Il y avait les golden parachutes, les hello packages, les retraites chapeau, les stock-options et les actions gratuites. Dans la grande mystique de l’alignement des intérêts du management sur ceux des actionnaires, une nouvelle disposition est en train d’obtenir un grand succès dans les grands groupes : la clause de non-concurrence pour les dirigeants. Qu’ils quittent de leur plein gré l’entreprise au moment de la retraite, qu’ils ne soient pas renouvelés ou qu’ils soient débarqués au vu de leurs résultats, la plupart des grands patrons bénéficient désormais dans leur contrat de cette disposition, qui se traduit par de confortables indemnités.
Au moment où leur compagnie connaît de graves difficultés et s’apprête à lancer un plan d’au moins 5 000 suppressions d’emploi, les syndicats d’Air France KLM se sont émus de découvrir les conditions de départ de leur ancien dirigeant, Pierre-Henri Gourgeon. Débarqué en octobre par le président du conseil de surveillance, Jean-Cyril Spinetta, affolé par les chiffres du groupe, celui-ci est parti avec son salaire de l’année (1,12 million), ses indemnités légales (1 million) et un dédommagement de 400 000 euros au titre d’une clause de non-concurrence pendant trois ans, soit 2,5 millions d’euros au total. La disposition doit être approuvée lors de la prochaine assemblée générale des actionnaires, le 31 mai.
Comment justifier une telle prime de non-concurrence alors que l’ancien dirigeant laisse le groupe au bord de l’asphyxie ?, s’est étonné l’Unsa d’Air France. « Cette clause ne lui a pas été imposée pour lui être agréable. Ceci a été fait dans l’intérêt du groupe », a répondu un porte-parole du groupe. Air France fait valoir qu’il aurait pu être embauché par une compagnie du Golfe, comme cela avait été le cas pour un ancien dirigeant du groupe australien Qantas. De toute façon, la prime, approuvée par le conseil d’administration, a déjà été versée.

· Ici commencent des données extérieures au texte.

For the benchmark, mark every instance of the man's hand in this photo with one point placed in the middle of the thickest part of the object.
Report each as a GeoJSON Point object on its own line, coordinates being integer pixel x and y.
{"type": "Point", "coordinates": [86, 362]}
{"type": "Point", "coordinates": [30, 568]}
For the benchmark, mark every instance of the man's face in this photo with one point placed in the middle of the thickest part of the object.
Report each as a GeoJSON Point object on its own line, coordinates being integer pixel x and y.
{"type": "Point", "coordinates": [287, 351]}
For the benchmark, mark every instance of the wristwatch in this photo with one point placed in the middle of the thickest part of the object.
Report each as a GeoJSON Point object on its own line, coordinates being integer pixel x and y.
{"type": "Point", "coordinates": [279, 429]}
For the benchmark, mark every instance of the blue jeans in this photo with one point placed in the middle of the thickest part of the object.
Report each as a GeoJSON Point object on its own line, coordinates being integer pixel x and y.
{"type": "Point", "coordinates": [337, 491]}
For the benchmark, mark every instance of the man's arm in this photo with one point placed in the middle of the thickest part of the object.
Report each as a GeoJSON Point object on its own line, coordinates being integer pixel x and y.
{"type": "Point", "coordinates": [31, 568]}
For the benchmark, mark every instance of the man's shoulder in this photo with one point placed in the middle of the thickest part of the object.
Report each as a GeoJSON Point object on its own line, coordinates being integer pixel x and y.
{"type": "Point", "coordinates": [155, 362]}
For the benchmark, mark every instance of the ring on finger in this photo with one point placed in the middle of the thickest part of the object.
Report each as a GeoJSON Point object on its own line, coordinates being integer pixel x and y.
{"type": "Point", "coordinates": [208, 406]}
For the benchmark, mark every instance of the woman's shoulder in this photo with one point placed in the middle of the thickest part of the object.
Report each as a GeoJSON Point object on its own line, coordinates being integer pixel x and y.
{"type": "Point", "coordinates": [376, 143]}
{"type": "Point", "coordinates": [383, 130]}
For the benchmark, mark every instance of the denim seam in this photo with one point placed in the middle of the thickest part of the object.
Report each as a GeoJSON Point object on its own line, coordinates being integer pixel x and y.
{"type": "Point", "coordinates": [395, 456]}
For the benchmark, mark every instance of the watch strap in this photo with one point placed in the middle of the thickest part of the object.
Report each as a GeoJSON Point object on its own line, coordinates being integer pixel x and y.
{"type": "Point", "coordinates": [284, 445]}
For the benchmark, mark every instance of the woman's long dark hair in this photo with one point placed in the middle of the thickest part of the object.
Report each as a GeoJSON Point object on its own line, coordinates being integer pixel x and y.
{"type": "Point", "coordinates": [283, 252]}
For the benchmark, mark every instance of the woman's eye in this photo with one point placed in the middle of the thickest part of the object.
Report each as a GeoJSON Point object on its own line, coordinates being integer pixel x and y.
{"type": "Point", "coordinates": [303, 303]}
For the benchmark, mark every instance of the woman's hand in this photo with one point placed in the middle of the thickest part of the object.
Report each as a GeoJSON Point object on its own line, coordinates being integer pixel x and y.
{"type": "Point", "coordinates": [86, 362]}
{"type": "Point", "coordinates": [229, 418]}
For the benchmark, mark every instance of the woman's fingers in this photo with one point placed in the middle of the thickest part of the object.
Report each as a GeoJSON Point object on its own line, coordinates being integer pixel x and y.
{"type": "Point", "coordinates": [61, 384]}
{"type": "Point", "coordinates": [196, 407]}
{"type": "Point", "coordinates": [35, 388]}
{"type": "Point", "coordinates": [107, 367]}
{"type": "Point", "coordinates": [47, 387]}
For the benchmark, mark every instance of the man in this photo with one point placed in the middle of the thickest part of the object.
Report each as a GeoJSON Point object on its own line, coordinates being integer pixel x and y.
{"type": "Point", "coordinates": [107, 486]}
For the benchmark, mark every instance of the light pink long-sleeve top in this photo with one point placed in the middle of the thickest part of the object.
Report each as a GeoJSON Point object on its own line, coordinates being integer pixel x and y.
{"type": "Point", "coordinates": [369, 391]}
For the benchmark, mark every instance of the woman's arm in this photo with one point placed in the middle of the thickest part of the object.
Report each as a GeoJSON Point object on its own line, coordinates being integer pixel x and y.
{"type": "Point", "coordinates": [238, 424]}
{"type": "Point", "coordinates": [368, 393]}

Même la présidente du Medef, Laurence Parisot, a du mal à souscrire aux arguments d’Air France. « Quand une entreprise est en situation d'échec, en situation de difficulté, le dirigeant qui quitte l'entreprise ne doit pas recevoir, sous quelque forme que ce soit, de golden parachute. Or là, on a l'impression qu'il s’agit d’un golden parachute déguisé », a-t-elle déclaré, dimanche, lors du Grand Jury RTL.
« Au moment où l’État prône la diminution des rémunérations des dirigeants dans les entreprises publiques, il doit faire preuve d’exemplarité sur ce sujet. Il est actionnaire à hauteur de 16 % d’Air France. Il doit voter contre cette mesure à l’assemblée générale et renvoyer les administrateurs qui le représentent au conseil d’administration et qui ont voté pour ce dispositif », dit Colette Neuville, présidente de l’association des actionnaires minoritaires (ADAM)
Jean-Cyril Spinetta, en tant que président du conseil de surveillance d’Areva cette fois-ci, avait aussi accepté le même dispositif pour Anne Lauvergeon. Celle-ci a quitté son poste, à la fin de son mandat, qui n’a pas été renouvelé en juin 2011, avec une indemnité de départ de 1 million d’euros, plus 500 000 euros au titre d’une clause de non-concurrence. Alors que le groupe a affiché une perte de 2,4 milliards d’euros, le conseil comme le gouvernement ont hésité à verser cette indemnité. Anne Lauvergeon a attaqué devant le tribunal de commerce de Paris pour obtenir le respect intégral de son contrat. Les juges lui ont donné raison et ordonné le paiement de ses 1,5 million d’euros. Le gouvernement et le groupe Areva se sont exécutés, soulagés d’être dégagés de leurs responsabilités par une décision de justice.